今回は、その仕事を助ける道具として、生成AIをどう使い始めるかを扱います。本記事では、DX(デジタルトランスフォーメーション)担当が生成AIに「まず何を任せ、何を自分でやるか」を見分ける基準を整理します。

【本記事の要点】

  • 生成AIの活用は「全部おまかせ」からではなく、相談・下書き・整理を任せる「補助」から始める
  • 最初に任せる仕事は、(1)頻度が高く定型的、(2)間違えてもリカバリーできる、(3)自分で良し悪しを判断できる、の3条件で選ぶ
  • 取り返しのつかない対外発信、自分が検証できない専門領域、社外秘や個人情報をそのまま渡す作業は、最初は外す
  • 使い始める前に、入力してよい情報の線引きと、使ってよいツールを、情シス・経営と擦り合わせておく

読者の悩み(AIを使えと言われても、何を任せればいいのかわからない)

生成AIに何を任せ、どの情報を入力し、答えをどう確認するか判断できず立ち止まる新人DX担当者

まず、多くのDX担当者が生成AIの前で止まっている場所を整理します。

よく聞く悩みは、だいたい次のようなものです。

  • 生成AIに何を任せればいいかわからず、最初の一歩が踏み出せない
  • 試しにAIを使ってみたが、「便利そう」という感想で終わってしまう
  • 社内の資料をAIに入力していいのか、判断がつかない
  • AIから返ってきた答えが合っているのか、確かめる方法がわからない
  • 生成AIで「自動化」と言われても、自分の業務では現実味がない

これらに共通するのは、生成AIを「うまく使いこなすもの」ととらえて身構えている点です。実際には、使いこなす前に決めるべきことがあります。それは、何を任せて、何を自分の手元に残すか、という線引きです。

「叩き台はAI、最終判断は人」という基本方針

AIが作った叩き台を人が確認し、内容の正しさや数字、固有名詞を確かめて最終判断する、補助にとどめる基本方針

ここからは、生成AIとどう向き合うかの結論と、その結論にたどり着く理由を、順番に説明します。

結論:まずは「補助」から始める

先に結論を述べます。生成AIの活用は、無人で回る仕組みをつくることから始めるのではなく、相談・下書き・整理を任せる「補助」から始めるのが現実的です。

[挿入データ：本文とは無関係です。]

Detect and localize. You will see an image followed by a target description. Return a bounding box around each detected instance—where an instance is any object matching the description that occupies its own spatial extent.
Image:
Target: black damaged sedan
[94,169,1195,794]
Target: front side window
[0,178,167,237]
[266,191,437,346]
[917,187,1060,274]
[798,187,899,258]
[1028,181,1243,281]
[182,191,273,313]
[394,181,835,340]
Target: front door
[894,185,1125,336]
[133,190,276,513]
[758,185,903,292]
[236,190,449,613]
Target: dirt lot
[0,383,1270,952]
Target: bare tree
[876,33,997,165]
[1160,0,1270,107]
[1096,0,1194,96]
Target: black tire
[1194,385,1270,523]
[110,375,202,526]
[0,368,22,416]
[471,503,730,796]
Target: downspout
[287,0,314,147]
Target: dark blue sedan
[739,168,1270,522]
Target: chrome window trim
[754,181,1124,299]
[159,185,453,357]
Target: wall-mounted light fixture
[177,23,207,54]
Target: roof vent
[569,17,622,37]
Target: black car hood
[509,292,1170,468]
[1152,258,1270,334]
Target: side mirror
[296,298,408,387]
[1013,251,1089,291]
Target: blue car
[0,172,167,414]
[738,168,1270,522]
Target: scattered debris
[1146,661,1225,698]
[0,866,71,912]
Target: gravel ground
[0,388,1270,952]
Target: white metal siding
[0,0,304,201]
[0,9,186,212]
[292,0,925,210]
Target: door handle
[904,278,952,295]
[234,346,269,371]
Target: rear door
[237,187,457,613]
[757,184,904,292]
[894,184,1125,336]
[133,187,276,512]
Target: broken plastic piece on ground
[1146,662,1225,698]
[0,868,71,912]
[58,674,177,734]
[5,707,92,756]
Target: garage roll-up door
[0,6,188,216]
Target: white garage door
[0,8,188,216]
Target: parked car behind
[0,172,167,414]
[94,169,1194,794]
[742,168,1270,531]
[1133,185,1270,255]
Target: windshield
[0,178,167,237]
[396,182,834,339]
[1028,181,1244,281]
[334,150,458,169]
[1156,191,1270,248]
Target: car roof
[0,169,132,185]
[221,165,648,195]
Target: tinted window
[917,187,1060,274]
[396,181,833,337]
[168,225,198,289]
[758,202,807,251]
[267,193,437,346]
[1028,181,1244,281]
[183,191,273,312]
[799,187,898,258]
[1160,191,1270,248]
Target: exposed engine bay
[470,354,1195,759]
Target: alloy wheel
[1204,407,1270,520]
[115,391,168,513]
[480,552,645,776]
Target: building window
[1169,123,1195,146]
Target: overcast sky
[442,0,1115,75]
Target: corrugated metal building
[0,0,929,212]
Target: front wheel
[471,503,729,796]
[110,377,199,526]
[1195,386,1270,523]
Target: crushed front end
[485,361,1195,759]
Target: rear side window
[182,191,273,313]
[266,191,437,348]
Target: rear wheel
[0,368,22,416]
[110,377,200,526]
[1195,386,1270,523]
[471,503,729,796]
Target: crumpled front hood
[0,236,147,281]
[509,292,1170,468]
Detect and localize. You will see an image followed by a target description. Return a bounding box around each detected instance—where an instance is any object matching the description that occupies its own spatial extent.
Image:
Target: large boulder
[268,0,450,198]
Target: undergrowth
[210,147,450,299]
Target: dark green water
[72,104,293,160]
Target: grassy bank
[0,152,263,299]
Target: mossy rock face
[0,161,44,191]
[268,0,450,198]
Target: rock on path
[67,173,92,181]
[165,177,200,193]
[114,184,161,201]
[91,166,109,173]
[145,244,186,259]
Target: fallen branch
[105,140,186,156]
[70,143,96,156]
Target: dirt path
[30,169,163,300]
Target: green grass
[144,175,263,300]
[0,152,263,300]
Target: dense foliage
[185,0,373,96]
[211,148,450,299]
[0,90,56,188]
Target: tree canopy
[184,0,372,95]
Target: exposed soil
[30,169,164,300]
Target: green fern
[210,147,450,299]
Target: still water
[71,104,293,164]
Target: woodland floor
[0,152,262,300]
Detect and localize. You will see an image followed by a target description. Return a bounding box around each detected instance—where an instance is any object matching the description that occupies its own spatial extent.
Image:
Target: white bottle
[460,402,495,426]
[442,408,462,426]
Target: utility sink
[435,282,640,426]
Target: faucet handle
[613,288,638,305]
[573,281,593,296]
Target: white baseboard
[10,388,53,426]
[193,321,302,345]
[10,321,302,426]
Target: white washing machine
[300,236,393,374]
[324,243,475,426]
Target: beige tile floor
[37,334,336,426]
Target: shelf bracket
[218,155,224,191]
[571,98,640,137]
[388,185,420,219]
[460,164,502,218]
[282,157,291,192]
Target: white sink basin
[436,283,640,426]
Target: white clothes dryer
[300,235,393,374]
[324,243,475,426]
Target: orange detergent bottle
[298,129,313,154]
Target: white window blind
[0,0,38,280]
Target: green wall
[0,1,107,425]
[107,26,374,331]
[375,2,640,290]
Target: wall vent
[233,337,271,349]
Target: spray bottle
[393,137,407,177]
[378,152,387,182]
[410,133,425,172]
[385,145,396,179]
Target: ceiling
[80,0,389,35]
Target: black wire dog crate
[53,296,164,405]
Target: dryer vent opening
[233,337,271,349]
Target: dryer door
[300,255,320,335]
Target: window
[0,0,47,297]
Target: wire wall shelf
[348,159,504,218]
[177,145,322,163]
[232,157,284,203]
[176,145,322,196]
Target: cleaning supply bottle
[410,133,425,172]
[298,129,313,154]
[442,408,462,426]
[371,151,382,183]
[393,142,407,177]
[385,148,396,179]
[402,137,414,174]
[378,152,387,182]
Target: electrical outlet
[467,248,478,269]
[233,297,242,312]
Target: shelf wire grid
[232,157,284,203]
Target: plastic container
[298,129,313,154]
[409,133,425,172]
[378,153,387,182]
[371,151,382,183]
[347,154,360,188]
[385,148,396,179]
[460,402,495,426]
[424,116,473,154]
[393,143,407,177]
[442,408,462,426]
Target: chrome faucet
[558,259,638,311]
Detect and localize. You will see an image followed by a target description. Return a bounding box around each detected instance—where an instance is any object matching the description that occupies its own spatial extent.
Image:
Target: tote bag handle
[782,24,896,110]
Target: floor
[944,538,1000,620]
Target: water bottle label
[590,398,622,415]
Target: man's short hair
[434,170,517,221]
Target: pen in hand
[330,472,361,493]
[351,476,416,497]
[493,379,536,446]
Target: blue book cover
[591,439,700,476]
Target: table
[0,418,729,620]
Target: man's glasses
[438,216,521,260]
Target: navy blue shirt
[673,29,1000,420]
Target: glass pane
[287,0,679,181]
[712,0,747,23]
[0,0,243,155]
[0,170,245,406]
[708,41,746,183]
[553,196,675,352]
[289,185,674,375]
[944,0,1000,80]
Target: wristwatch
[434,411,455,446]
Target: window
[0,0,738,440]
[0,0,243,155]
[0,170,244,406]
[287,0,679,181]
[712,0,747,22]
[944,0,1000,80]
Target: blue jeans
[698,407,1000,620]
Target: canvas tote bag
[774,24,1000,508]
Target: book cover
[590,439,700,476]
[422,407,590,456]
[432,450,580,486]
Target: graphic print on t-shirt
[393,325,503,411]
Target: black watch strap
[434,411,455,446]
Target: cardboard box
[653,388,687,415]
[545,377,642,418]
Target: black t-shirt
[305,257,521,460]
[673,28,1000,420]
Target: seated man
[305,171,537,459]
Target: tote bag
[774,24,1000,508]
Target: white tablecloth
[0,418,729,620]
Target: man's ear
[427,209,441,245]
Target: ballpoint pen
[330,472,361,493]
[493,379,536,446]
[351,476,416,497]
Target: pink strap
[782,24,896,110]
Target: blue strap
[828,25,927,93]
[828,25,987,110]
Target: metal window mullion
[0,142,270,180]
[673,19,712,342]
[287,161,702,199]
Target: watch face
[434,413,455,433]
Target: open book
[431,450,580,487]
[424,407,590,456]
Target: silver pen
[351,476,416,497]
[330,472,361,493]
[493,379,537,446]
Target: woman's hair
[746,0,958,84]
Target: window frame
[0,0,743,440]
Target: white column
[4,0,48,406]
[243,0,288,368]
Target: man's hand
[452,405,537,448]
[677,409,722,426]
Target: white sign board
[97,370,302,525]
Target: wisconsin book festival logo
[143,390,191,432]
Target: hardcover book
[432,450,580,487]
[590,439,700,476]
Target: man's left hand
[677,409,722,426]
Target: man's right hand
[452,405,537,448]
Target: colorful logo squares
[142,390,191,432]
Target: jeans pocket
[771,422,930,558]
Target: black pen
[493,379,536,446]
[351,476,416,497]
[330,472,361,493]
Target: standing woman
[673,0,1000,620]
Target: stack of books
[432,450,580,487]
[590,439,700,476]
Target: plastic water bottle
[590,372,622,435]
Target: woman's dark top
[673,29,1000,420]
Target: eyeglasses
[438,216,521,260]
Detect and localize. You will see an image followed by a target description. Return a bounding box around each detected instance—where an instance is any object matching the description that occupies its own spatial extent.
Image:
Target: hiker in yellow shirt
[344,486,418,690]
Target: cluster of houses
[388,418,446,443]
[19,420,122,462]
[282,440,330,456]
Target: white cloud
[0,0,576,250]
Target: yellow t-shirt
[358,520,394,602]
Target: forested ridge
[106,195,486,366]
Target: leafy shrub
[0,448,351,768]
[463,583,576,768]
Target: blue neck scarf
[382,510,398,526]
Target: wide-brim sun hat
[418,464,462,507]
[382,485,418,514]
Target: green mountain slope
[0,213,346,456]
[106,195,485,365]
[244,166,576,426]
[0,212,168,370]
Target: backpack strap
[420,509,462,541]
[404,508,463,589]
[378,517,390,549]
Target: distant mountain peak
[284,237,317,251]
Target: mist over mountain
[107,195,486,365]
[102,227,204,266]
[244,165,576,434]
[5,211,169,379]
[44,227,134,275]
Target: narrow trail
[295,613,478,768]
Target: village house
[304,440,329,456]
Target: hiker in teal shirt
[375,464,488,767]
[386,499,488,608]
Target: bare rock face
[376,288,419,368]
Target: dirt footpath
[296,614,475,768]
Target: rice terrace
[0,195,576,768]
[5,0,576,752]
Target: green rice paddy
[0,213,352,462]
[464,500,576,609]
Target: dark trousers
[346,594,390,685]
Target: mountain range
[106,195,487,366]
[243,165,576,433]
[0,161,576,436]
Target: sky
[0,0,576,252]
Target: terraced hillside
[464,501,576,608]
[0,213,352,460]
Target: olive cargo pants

合言葉は「叩き台はAI、最終判断は人」です。会議メモの要約でも、案内文の下書きでも、AIが出したものはあくまで出発点です。中身の正しさ、数字、固有名詞は、人が確認してから使います。第9回で扱った「一次情報で裏を取る」という姿勢と、根っこは同じといってよいでしょう。

そのうえで、最初に任せる仕事は、次の3条件で選びます。

  • 頻度が高く、やり方がだいたい決まっている仕事
  • 間違えても、後から直せる仕事
  • 出てきたものの良し悪しを、自分で判断できる仕事

この3つを満たす仕事から始めれば、失敗しても被害は小さく、AIの誤りにも気づけます。

なお、本DXportal®でもAIを使って効率的に編集部を運営しています。編集長がAI編集部を使って気づいたことを記事にまとめていますが、実践の方法こそ違え、これも「叩き台はAI、最終判断は人」と同じ考え方の実例です。参考に読んでみてください。

なぜ「補助」と「3条件」が必要なのか

なぜ補助から始め、3条件で選ぶと良いのか。理由を説明します。

1つは、取り返しのつかない仕事を任せると、失敗がそのまま外に出てしまうからです。たとえば、取引先への正式な通知文をAIに書かせ、確認せずに送ってしまえば、間違いはもう取り消せません。AIに無人で最後まで任せてしまうと、この種の失敗を止める手立てがなくなります。任せる範囲を、人の確認を必ず挟める「補助」にとどめておけば、送信前に自分の目を通す一手間で防げます。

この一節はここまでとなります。